I've got a section of 4" stainless tube from my tow rig exhaust, was planning on capping one end & welding that in for drinks.

I had a set of half doors for one of my old yotas. They looked cool, but it got old taking them on and off with the weather. They were pretty heavy. I would go with tube doors with some plate across the bottom to keep stuff from rolling out of the floor.
Mine stays in the garage and is always towed (not street legal), so I'm not worried about swapping them out. And if it rains overnight, I can throw my tarp over the cab & wear a poncho while on the trails to stay semi-dry.
 
It doesn't look like much, but when you cut the door in half, there is a LARGE gap from inside panel to outside. I gave up on it after seeing that. It's not that bad, really, I'd just rather roll with no doors.
 
mine work great and the latch was real easy... stock push rod sticks thru the back edge. cut it off,cap it with a plastic lock knob.
2012-07-23 23.41.09.jpg
420462_438294296206172_1841158137_n.jpg
 
Brandon's(1badz2nv) doors are nice, hard to see but he made a little storage box at the front with a lid that is a nice little thing to have. My doors will be very similar.
 
If you weren't 5 hrs away....a buddy right down the road has a parts truck that he'd probably let you get the door off of for next to nothing. He's the same guy I was asking about the SAS stuff for.
 
Yeah use some take off doors to cut up. I have a different angle. Cut the window channel off and box in the top/armrest. Make your cuts down below the bottom hinge and curve up leaving the latches intact. Basically just remove the bottom of the door. Then you have armrest, airflow, visibility, and a working door..
I started some for my Jeepster but never finished them. They look different and grat. Can't find the pics though or I would add them.
 
It doesn't look like much, but when you cut the door in half, there is a LARGE gap from inside panel to outside. I gave up on it after seeing that. It's not that bad, really, I'd just rather roll with no doors.
Gap looks to be ~4". I thought it was going to be smaller myself, but I was hoping it'd be at least 3" so I could you my exhaust section to make a cup/bottle holder.

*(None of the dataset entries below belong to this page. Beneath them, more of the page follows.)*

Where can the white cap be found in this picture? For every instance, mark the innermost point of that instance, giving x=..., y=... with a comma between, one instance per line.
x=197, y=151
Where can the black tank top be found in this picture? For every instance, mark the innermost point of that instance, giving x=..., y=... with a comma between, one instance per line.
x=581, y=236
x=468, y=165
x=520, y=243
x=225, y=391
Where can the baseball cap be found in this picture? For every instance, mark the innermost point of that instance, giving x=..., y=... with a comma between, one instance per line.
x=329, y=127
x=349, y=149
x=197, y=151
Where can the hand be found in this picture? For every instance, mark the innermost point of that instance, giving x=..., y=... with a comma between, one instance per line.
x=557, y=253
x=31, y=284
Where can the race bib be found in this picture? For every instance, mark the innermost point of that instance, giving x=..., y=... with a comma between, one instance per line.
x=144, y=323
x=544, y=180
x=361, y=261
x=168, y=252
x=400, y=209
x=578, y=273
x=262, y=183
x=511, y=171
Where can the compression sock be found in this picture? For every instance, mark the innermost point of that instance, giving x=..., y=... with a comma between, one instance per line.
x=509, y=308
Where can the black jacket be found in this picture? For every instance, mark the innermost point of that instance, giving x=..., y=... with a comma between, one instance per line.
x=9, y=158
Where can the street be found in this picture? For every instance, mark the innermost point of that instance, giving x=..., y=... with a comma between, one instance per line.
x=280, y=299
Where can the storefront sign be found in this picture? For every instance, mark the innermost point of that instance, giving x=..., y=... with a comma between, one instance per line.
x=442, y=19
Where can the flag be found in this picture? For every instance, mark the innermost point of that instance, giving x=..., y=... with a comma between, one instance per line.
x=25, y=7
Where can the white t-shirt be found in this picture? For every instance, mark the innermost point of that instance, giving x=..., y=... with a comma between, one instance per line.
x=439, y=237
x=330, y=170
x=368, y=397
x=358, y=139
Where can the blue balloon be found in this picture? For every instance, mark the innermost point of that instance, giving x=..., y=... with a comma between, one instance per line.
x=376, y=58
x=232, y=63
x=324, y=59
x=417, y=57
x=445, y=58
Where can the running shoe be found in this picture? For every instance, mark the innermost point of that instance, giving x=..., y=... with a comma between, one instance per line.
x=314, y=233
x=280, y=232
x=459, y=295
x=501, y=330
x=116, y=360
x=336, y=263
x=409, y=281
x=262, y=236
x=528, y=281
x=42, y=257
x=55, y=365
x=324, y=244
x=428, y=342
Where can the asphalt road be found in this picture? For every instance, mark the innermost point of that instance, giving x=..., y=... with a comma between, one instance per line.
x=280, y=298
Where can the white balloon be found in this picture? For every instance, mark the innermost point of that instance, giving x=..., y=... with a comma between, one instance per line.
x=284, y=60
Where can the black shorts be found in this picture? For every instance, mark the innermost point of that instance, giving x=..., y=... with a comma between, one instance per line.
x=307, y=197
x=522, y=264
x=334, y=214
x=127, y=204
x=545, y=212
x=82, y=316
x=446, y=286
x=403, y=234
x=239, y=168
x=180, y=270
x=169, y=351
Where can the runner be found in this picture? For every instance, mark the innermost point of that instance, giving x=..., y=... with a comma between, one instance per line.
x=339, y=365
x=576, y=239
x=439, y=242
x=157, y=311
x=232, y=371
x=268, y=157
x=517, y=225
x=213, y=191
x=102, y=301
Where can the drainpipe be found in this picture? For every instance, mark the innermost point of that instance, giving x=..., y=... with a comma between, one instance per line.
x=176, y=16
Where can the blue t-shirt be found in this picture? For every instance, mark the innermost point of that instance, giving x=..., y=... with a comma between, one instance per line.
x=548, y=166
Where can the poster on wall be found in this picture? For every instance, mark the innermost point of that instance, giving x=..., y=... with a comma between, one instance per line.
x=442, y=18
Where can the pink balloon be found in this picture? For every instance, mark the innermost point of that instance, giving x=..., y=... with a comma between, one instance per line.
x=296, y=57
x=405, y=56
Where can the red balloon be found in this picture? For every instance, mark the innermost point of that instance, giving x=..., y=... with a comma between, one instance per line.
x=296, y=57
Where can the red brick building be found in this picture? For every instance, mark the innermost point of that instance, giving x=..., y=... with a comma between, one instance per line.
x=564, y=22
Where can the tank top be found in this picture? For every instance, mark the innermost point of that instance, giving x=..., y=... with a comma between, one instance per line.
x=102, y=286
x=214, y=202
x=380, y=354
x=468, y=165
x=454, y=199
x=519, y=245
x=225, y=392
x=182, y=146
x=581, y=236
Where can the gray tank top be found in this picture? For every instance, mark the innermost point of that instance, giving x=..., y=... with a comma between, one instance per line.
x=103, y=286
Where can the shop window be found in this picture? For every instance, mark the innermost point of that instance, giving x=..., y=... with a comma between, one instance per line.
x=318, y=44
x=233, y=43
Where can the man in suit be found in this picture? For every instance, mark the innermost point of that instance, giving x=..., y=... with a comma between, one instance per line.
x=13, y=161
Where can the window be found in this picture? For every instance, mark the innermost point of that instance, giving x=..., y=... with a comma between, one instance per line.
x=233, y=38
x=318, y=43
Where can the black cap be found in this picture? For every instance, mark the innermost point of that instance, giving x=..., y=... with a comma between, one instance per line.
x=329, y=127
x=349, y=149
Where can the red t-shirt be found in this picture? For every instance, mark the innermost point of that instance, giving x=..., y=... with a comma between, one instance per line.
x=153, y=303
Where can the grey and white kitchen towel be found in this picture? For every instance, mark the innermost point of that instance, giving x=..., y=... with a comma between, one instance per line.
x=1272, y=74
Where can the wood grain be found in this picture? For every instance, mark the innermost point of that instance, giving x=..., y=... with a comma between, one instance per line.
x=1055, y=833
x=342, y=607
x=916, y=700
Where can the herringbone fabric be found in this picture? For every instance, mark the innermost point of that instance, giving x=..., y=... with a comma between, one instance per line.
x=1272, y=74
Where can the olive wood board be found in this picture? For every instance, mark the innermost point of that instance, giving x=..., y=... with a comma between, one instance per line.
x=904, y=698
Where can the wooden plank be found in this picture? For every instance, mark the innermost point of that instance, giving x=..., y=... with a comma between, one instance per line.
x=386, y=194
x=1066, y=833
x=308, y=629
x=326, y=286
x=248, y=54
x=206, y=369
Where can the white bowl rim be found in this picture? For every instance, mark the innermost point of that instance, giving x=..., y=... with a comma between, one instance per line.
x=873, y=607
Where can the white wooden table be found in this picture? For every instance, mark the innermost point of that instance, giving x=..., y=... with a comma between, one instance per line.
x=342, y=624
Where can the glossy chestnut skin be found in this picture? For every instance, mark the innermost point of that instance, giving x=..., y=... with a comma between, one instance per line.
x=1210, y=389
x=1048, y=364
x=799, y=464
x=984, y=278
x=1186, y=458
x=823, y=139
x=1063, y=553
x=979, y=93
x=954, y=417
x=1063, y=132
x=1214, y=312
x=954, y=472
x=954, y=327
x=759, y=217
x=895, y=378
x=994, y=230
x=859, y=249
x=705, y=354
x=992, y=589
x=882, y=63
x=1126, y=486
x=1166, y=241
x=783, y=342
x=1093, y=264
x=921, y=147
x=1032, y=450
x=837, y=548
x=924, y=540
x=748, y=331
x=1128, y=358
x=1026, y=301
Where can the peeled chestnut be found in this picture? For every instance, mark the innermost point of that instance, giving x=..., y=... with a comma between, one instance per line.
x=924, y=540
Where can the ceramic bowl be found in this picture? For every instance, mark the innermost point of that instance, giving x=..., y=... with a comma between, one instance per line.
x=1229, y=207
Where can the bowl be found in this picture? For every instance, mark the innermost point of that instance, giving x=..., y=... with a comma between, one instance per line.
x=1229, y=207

mine work great and the latch was real easy... stock push rod sticks thru the back edge. cut it off,cap it with a plastic lock knob.
More than likely I'll be doing something similar to this. And I like that front compartment....may have to steal the idea.

Yeah use some take off doors to cut up. I have a different angle. Cut the window channel off and box in the top/armrest. Make your cuts down below the bottom hinge and curve up leaving the latches intact. Basically just remove the bottom of the door. Then you have armrest, airflow, visibility, and a working door..
I started some for my Jeepster but never finished them. They look different and grat. Can't find the pics though or I would add them.
I kinda want the bottom intact to prevent the water/mud/dirt from being thrown in the cab like my tube doors do.
 
If you weren't 5 hrs away....a buddy right down the road has a parts truck that he'd probably let you get the door off of for next to nothing. He's the same guy I was asking about the SAS stuff for.
From the reading I've done, it depends on the year he has if they'll fit. They changed the body lines around 94 I think...so 94-97 hardbody & 94-96 pathfinders have the same body lines.
 
He has a 94, the parts truck is a 95 IIRC.
 
He has a 94, the parts truck is a 95 IIRC.
Tempting....very tempting, but I'd probably have more in fuel to get down there than I would just buying the doors at the junkyard!